Percorso "Pietra" (monumento) di Garibaldi
Luglio
1849, un gruppo di combattenti volontari, stanchi ed affamati, stanno risalendo
il Lazio e l'Umbria e sono da poco Giunti in Toscana; hanno combattuto per
difendere la neonata Repubblica Romana presieduta da Giuseppe Mazzini correndo
da un capo all'altro della città e affrontando contemporaneamente quattro
eserciti, sempre seguendo il loro comandante che per nessuna ragione vuole
rassegnarsi alla resa. Ma quando ormai in un qualsiasi successo non crede più
nessuno, quando i suoi compagni più fedeli sono caduti, anche il comandante
dovrà con grande sofferenza abbandonare il campo; ma cosa può fare adesso uno
come lui, che ha speso la vita a combattere per qualche causa ovunque ci fosse
una causa per la quale combattere? Egli si sente più che mai al soldo di questa
di cause, la più importante di tutte, l'unità della patria. E per questo, da
qualche parte di questa patria si sta ancora combattendo: Venezia è assediata,
ma resiste eroicamente agli Austriaci che la cingono; il richiamo è carnale: lì
lui potrebbe essere di aiuto. Chiede ai compagni superstiti se vogliono seguirlo
in una folle corsa clandestina eludendo le tante polizie che vorrebbero
acciuffarli per arrivare dall'altra parte della penisola, ed in tanti lo
seguono; viaggeranno di notte per sicurezza, sbandandosi ed inselvatichendosi
giorno dopo giorno, ma sempre incitati dal carisma del comandante che si copre
con un poncho sudamericano i brandelli di una camicia che un tempo era stata
rossa. Verso il 19 si troveranno a passare nei pressi di un paesino e
aggirandolo al largo (non si sa mai…) scorgono nelle sua vicinanze un poggio
dalla sommità pianeggiante adatto per accamparsi e rimettere le forze tenendo
d'occhio la campagna circostante, e così si decide di fare; insieme al
comandante c'è la sua donna, che come tutti non rinuncerebbe mai a seguirlo
ovunque decidesse di andare. Ella è allo stremo delle forze; è incinta, forse sa
che il bambino che porta dentro di sé è già morto, forse sente che non arriverà
mai a Venezia.
Quel comandante era Giuseppe Garibaldi, il paesino era Sarteano, il poggio era
il Poggio del Renaio.
Cinquant'anni dopo, per commemorare questa fase di quel travaglio che nel secolo
scorso ha percorso la penisola e ce la ha restituita nel bene e nel male come è
adesso, fu eretto un monumento; è bello, un obelisco in pietra con base
quadrangolare e delle lapidi descrittive, entrato nella fraseggiatura locale
come "il Monumento" o "la Pietra di Garibaldi". Per tanto tempo ha rappresentato
persino una occasione di ritrovo in quanto vi si teneva una festa popolare,
quando per fare festa bastava una messa, una fisarmonica, una porchetta, ma era
festa davvero.
Oggi, se esso non è proprio dimenticato, sicuramente non ci pensa più nessuno.

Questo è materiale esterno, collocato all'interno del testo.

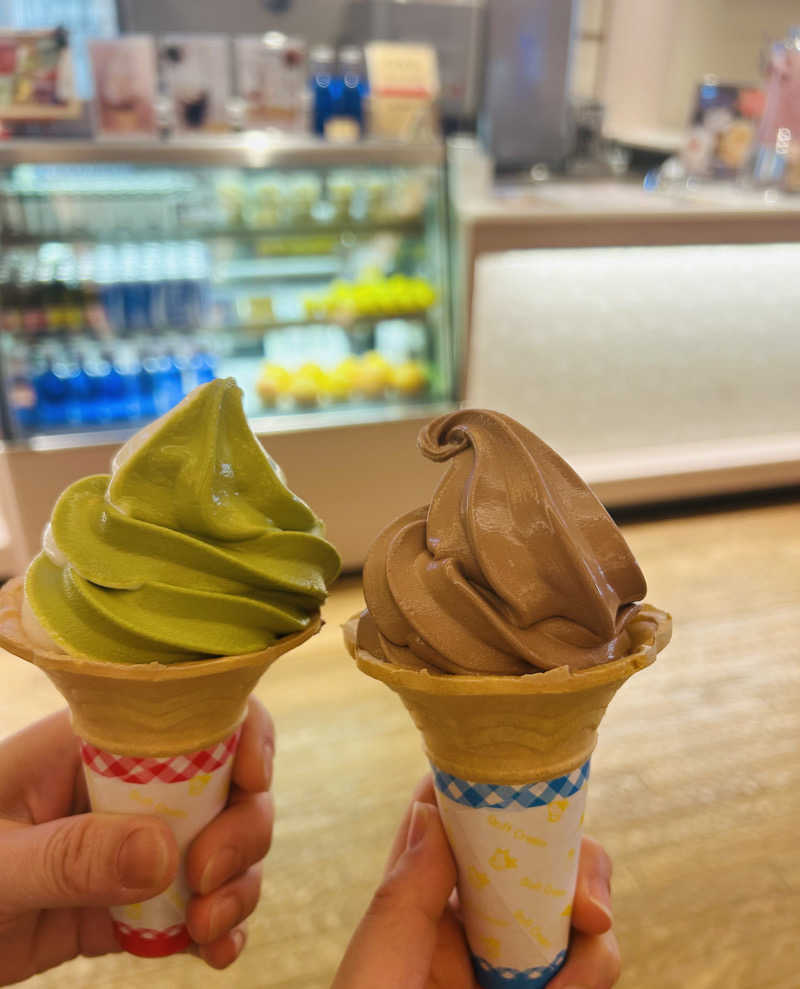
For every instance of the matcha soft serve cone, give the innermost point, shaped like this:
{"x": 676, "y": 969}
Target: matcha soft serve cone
{"x": 162, "y": 593}
{"x": 506, "y": 614}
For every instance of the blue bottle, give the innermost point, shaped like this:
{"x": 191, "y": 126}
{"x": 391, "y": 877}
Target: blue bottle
{"x": 78, "y": 393}
{"x": 99, "y": 406}
{"x": 127, "y": 368}
{"x": 324, "y": 87}
{"x": 114, "y": 390}
{"x": 354, "y": 86}
{"x": 147, "y": 381}
{"x": 50, "y": 385}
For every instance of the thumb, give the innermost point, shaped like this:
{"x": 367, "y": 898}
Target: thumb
{"x": 394, "y": 944}
{"x": 86, "y": 860}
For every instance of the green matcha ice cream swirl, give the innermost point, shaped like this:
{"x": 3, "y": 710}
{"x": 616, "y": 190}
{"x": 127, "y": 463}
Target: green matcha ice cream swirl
{"x": 192, "y": 547}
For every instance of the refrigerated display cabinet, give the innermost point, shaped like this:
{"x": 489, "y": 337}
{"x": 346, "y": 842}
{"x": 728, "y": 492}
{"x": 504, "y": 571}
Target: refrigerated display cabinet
{"x": 315, "y": 274}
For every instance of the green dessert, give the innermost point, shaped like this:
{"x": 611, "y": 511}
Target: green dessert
{"x": 192, "y": 547}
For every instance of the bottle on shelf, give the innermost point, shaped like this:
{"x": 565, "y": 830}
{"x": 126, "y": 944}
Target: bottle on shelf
{"x": 354, "y": 88}
{"x": 325, "y": 87}
{"x": 21, "y": 391}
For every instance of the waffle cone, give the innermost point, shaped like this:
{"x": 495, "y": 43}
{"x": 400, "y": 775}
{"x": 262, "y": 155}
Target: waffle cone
{"x": 146, "y": 709}
{"x": 514, "y": 729}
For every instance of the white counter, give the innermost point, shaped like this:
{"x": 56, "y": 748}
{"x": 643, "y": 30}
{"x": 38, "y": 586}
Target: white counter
{"x": 650, "y": 337}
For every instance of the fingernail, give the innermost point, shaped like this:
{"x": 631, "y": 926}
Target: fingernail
{"x": 142, "y": 859}
{"x": 599, "y": 894}
{"x": 238, "y": 939}
{"x": 222, "y": 865}
{"x": 269, "y": 756}
{"x": 223, "y": 915}
{"x": 420, "y": 819}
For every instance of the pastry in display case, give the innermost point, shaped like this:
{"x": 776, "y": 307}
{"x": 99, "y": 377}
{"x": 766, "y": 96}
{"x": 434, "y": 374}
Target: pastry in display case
{"x": 315, "y": 274}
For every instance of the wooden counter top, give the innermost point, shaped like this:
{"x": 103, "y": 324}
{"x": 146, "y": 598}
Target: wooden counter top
{"x": 695, "y": 784}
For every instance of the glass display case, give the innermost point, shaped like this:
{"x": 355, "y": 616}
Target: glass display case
{"x": 313, "y": 273}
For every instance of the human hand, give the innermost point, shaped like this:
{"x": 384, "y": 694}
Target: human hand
{"x": 61, "y": 866}
{"x": 411, "y": 936}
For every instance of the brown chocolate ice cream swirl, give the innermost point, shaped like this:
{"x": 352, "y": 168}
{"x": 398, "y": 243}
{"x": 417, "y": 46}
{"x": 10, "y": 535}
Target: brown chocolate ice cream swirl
{"x": 514, "y": 567}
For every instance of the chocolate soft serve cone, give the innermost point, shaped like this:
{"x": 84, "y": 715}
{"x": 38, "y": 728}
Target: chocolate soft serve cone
{"x": 162, "y": 594}
{"x": 506, "y": 615}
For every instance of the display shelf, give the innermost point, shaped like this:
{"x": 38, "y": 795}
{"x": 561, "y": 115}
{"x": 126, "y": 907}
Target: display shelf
{"x": 251, "y": 149}
{"x": 264, "y": 423}
{"x": 414, "y": 225}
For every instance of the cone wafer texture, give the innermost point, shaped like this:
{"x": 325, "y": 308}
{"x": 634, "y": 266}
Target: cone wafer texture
{"x": 519, "y": 729}
{"x": 146, "y": 709}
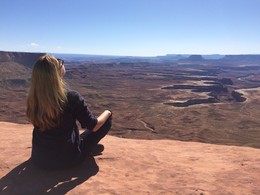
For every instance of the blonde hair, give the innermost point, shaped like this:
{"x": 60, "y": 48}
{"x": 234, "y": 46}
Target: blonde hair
{"x": 47, "y": 97}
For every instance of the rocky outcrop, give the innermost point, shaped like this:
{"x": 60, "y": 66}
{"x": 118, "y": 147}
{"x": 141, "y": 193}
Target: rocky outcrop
{"x": 25, "y": 58}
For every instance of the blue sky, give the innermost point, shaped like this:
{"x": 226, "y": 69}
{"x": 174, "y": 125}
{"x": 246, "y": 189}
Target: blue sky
{"x": 131, "y": 27}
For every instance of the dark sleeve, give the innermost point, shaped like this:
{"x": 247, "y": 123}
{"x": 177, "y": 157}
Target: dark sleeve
{"x": 81, "y": 111}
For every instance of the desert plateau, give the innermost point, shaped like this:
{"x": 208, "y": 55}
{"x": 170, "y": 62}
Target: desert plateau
{"x": 181, "y": 125}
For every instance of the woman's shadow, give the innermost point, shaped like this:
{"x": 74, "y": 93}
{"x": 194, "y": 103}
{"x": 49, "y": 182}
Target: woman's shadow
{"x": 28, "y": 179}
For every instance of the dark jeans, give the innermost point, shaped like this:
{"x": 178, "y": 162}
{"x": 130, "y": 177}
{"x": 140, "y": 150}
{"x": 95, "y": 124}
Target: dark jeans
{"x": 90, "y": 139}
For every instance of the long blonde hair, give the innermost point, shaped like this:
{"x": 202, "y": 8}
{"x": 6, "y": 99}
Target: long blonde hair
{"x": 47, "y": 97}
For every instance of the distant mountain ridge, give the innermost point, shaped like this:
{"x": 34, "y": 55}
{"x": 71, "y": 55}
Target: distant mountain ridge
{"x": 25, "y": 58}
{"x": 28, "y": 59}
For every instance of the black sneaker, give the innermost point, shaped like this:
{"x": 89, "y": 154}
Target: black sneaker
{"x": 97, "y": 150}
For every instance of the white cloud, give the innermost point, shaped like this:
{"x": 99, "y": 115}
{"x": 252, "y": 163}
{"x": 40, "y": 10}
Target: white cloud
{"x": 34, "y": 44}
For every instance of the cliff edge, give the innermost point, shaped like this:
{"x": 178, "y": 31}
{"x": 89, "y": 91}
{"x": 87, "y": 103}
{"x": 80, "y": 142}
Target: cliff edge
{"x": 132, "y": 167}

Andarlo a visitare può rappresentare una delusione per come si presenta il
tutto, ma forse è bene andarci lo stesso sia per la memoria storica che per la
gradevole passeggiata che costituisce il percorso panoramico e veramente breve:
si trova infatti proprio dietro il parco delle piscine.
Partiamo ancora dalla Piazza Bargagli e dirigiamoci a piedi, che è il mezzo
migliore per questo tipo di percorso, lungo la Via di Fuori verso il bivio a
sinistra imboccando Via del bagno Santo per arrivare all'ingresso della piscina;
dal piazzale antistante, recentemente allargato per formare un nuovo e più ampio
parcheggio, prendiamo la strada sterrata sulla parte destra che va a costeggiare
la recinzione del parco e dopo pochi metri giriamo a sinistra sempre lungo la
recinzione oltrepassando un ponticello su un canale rivestito di cemento che da
qui prosegue attraversando il campeggio. Andando avanti, la strada gira verso
destra cominciando a salire notevolmente; quando saremo quasi in cima alla
salita, in alto tra gli alberi dovremmo già scorgere l'obelisco che ci farà da
riferimento; dato che sono in corso i lavori di ristrutturazione del podere
Renaio che adesso avremo davanti, infatti, parte della strada principale che
stiamo percorrendo potrebbe venire a trovarsi su proprietà privata e noi
potremmo in caso salire sul poggio attraverso un viottolo battuto ben visibile
che dallo spiazzo proprio sopra la villetta che dovremmo avere a sinistra, ci
porterà attraverso gli alberi proprio di fronte al Monumento.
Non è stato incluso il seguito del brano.